11.18 Re-entrant Functions
The gethostbyname function from
Section 11.3
presents an interesting problem that we have not yet examined in
the text: It is not re-entrant. We
will encounter this problem in general when we deal with threads in
Chapter 26,
but it is interesting to examine the problem now (without having to
deal with the concept of threads) and to see how to fix it.
First, let us look at how the function works. If
we look at its source code (which is easy since the source code for
the entire BIND release is publicly available), we see that one
file contains both gethostbyname and
gethostbyaddr, and the file has the following general
outline:
static struct hostent host ; /* result stored here */
struct hostent *
gethostbyname (const char *hostname)
{
return (gethostbyname2 (hostname, family));
}
struct hostent *
gethostbyname2 (const char *hostname, int family)
{
/* call DNS functions for A or AAAA query */
/* fill in host structure */
return (&host) ;
}
struct hostent *
gethostbyaddr (const char *addr, socklen_t len, int family)
{
/* call DNS functions for PTR query in in-addr.arpa domain */
/* fill in host structure */
return (&host);
}
We highlight the static storage class
specifier of the result structure because that is the basic
problem. The fact that these three functions share a single
host variable presents yet another problem that we will
discuss in Exercise 11.1.
(gethostbyname2 was introduced with the IPv6 support in
BIND 4.9.4. It has since been deprecated; see Section
11.20 for more detail. We will ignore the fact that
gethostbyname2 is involved when we call
gethostbyname, as that doesn't affect this
discussion.)
The re-entrancy problem can occur in a normal
Unix process that calls gethostbyname or
gethostbyaddr from both the main flow of control and from
a signal handler. When the signal handler is called (say it is a
SIGALRM signal that is generated once per second), the
main flow of control of the process is temporarily stopped and the
signal handling function is called. Consider the following:
main ()
{
struct hostent *hptr;
...
signal (SIGALRM, sig_alrm);
...
hptr = gethostbyname ( ... ) ;
...
}
void
sig_alrm (int signo)
{
struct hostent *hptr;
...
hptr = gethostbyname ( ... ) ;
...
}
If the main flow of control is in the middle of
gethostbyname when it is temporarily stopped (say the
function has filled in the host variable and is about to
return), and the signal handler then calls gethostbyname,
since only one copy of the variable host exists in the
process, it is reused. This overwrites the values that were
calculated for the call from the main flow of control with the
values calculated for the call from the signal handler.

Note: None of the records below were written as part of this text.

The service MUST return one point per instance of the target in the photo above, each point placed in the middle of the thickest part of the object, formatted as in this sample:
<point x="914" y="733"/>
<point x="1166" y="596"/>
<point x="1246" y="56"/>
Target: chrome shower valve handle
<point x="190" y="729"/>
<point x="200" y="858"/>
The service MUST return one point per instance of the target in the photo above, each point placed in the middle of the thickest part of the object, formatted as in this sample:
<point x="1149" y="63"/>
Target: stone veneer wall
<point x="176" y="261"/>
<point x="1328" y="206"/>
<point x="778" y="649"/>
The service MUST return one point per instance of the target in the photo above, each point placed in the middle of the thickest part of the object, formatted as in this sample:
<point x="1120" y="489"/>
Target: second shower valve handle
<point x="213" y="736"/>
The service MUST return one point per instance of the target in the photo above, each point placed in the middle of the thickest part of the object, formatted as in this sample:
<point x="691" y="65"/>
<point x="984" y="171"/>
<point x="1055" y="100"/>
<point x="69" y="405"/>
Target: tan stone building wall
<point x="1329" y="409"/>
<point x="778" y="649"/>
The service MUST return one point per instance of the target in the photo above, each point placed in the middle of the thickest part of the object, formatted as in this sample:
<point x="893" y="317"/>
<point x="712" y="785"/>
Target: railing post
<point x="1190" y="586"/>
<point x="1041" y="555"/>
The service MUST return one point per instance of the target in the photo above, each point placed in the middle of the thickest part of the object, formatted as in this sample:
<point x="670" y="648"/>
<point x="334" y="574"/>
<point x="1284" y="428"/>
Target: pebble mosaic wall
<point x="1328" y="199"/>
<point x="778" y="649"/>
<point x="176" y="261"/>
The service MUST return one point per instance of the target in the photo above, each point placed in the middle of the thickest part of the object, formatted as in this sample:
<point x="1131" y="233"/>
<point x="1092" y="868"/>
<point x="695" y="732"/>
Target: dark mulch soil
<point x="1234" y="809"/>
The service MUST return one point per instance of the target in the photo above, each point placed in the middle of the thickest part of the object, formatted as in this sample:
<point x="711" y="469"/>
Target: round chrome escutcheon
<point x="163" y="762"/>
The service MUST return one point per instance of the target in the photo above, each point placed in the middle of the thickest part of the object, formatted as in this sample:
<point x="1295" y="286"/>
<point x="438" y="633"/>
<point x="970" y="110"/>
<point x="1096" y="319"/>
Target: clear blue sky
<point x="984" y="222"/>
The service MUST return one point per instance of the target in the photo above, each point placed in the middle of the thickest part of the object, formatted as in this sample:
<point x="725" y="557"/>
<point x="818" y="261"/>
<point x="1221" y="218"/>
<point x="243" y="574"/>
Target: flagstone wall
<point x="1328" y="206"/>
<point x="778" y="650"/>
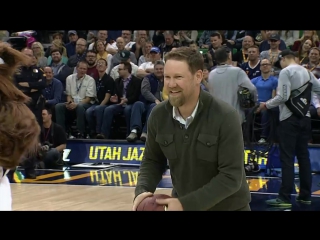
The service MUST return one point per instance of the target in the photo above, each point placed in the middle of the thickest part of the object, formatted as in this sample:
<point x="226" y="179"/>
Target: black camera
<point x="45" y="147"/>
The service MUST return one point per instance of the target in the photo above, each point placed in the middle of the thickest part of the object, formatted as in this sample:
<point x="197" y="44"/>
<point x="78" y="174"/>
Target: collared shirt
<point x="176" y="115"/>
<point x="125" y="84"/>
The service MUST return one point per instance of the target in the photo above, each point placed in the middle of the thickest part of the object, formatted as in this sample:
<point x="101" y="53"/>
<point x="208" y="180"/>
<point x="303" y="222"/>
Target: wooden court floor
<point x="56" y="197"/>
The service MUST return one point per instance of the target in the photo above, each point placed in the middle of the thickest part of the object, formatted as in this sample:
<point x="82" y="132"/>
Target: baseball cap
<point x="275" y="37"/>
<point x="155" y="49"/>
<point x="124" y="55"/>
<point x="74" y="32"/>
<point x="286" y="52"/>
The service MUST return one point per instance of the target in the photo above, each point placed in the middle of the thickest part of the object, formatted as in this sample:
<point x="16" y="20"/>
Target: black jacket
<point x="133" y="89"/>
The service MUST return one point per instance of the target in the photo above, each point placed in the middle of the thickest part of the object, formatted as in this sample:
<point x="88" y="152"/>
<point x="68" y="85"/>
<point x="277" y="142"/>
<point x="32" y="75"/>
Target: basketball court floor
<point x="112" y="188"/>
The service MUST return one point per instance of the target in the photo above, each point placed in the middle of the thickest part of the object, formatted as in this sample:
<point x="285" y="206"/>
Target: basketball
<point x="149" y="203"/>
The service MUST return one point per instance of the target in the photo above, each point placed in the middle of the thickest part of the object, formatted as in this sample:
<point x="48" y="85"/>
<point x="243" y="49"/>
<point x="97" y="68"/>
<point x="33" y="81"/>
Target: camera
<point x="45" y="147"/>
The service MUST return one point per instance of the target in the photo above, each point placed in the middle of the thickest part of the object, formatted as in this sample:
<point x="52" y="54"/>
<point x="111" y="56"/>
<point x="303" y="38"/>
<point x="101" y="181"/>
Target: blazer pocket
<point x="166" y="142"/>
<point x="206" y="147"/>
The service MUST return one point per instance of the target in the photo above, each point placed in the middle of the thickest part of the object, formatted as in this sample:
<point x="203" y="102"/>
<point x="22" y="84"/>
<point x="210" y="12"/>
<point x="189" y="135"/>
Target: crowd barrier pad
<point x="94" y="152"/>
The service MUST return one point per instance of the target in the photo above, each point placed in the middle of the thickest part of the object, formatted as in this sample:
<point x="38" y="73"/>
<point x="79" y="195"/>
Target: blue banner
<point x="124" y="153"/>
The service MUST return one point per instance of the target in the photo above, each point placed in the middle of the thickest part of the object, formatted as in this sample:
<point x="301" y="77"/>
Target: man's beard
<point x="177" y="101"/>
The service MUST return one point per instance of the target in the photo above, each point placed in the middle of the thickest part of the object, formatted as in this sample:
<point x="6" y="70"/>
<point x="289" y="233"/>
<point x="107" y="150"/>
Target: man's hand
<point x="173" y="204"/>
<point x="24" y="84"/>
<point x="139" y="199"/>
<point x="123" y="101"/>
<point x="261" y="107"/>
<point x="71" y="106"/>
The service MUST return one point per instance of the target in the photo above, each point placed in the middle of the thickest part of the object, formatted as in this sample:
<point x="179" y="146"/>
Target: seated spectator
<point x="91" y="58"/>
<point x="105" y="89"/>
<point x="265" y="45"/>
<point x="127" y="92"/>
<point x="204" y="40"/>
<point x="38" y="52"/>
<point x="151" y="88"/>
<point x="252" y="67"/>
<point x="185" y="37"/>
<point x="81" y="94"/>
<point x="140" y="41"/>
<point x="266" y="85"/>
<point x="55" y="38"/>
<point x="148" y="67"/>
<point x="204" y="83"/>
<point x="116" y="59"/>
<point x="127" y="37"/>
<point x="101" y="36"/>
<point x="81" y="51"/>
<point x="54" y="89"/>
<point x="169" y="43"/>
<point x="124" y="57"/>
<point x="58" y="44"/>
<point x="146" y="53"/>
<point x="53" y="142"/>
<point x="71" y="46"/>
<point x="60" y="70"/>
<point x="273" y="53"/>
<point x="102" y="53"/>
<point x="241" y="56"/>
<point x="303" y="52"/>
<point x="314" y="62"/>
<point x="289" y="36"/>
<point x="307" y="34"/>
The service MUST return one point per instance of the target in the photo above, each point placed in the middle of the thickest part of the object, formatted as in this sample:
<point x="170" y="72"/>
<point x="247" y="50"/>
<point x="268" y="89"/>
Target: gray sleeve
<point x="284" y="90"/>
<point x="244" y="81"/>
<point x="133" y="58"/>
<point x="146" y="90"/>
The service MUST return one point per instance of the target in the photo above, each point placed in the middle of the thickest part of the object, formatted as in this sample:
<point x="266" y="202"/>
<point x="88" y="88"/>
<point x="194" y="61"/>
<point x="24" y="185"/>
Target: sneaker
<point x="143" y="137"/>
<point x="303" y="201"/>
<point x="132" y="137"/>
<point x="277" y="202"/>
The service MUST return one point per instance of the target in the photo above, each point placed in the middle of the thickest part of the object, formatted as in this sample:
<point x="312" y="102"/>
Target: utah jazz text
<point x="116" y="153"/>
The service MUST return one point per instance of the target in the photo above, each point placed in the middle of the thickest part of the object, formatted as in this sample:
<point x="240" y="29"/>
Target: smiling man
<point x="201" y="138"/>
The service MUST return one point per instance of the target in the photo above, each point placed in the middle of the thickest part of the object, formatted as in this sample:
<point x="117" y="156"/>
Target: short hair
<point x="222" y="54"/>
<point x="254" y="46"/>
<point x="127" y="65"/>
<point x="159" y="62"/>
<point x="53" y="50"/>
<point x="102" y="59"/>
<point x="192" y="57"/>
<point x="82" y="61"/>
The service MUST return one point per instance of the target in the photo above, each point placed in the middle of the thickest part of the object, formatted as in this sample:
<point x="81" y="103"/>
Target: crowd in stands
<point x="101" y="76"/>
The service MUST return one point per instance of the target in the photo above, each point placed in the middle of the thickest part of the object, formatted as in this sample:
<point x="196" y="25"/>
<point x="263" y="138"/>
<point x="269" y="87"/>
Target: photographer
<point x="53" y="141"/>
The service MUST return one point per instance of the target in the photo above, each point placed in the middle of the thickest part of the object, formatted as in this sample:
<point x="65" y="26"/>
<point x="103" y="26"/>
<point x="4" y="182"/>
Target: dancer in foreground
<point x="19" y="130"/>
<point x="201" y="137"/>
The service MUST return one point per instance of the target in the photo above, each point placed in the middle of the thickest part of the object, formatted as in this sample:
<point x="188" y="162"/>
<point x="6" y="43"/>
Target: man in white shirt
<point x="124" y="57"/>
<point x="81" y="92"/>
<point x="148" y="67"/>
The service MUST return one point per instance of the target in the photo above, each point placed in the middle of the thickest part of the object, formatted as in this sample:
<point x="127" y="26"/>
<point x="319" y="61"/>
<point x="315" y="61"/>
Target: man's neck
<point x="314" y="63"/>
<point x="187" y="109"/>
<point x="253" y="62"/>
<point x="47" y="124"/>
<point x="101" y="74"/>
<point x="275" y="49"/>
<point x="265" y="75"/>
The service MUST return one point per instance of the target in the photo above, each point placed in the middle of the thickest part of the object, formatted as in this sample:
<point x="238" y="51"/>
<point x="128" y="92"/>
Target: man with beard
<point x="81" y="50"/>
<point x="91" y="59"/>
<point x="193" y="131"/>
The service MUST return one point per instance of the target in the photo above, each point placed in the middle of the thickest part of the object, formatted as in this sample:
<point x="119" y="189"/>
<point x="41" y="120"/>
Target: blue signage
<point x="124" y="153"/>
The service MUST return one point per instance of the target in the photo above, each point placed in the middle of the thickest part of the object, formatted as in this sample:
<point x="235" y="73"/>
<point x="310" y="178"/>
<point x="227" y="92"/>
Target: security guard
<point x="30" y="80"/>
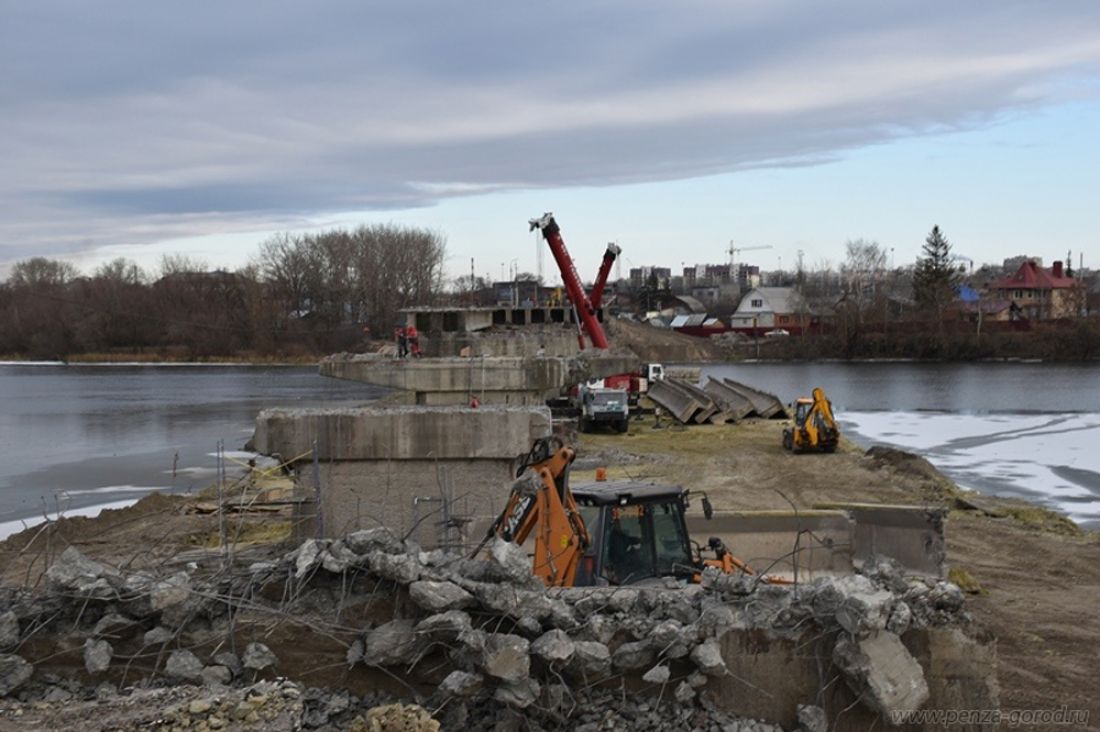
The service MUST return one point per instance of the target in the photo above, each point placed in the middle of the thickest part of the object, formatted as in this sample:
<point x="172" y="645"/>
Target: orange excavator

If we look at the name and address conversion
functions presented in this chapter, along with the
inet_XXX functions from
Chapter 4,
we note the following:
-
Historically, gethostbyname,
gethostbyaddr, getservbyname, and get
servbyport are not re-entrant because all return a pointer to
a static structure.
Some implementations that support threads
(Solaris 2.x) provide re-entrant versions of these four functions
with names ending with the_r suffix, which we will
describe in the next section.
Alternately, some implementations that support
threads (HP-UX 10.30 and later) provide re-entrant versions of
these functions using thread-specific data (Section
26.5).
-
inet_pton and inet_ntop are
always re-entrant.
-
Historically, inet_ntoa is not
re-entrant, but some implementations that support threads provide a
re-entrant version that uses thread-specific data.
-
getaddrinfo is re-entrant only if it
calls re-entrant functions itself; that is, if it calls re-entrant
versions of gethostbyname for the hostname and
getservbyname for the service name. One reason that all
the memory for the results is dynamically allocated is to allow it
to be re-entrant.
-
getnameinfo is re-entrant only if it
calls re-entrant functions itself; that is, if it calls re-entrant
versions of gethostbyaddr to obtain the hostname and
getservbyport to obtain the service name. Notice that both
result strings (for the hostname and the service name) are
allocated by the caller to allow this reentrancy.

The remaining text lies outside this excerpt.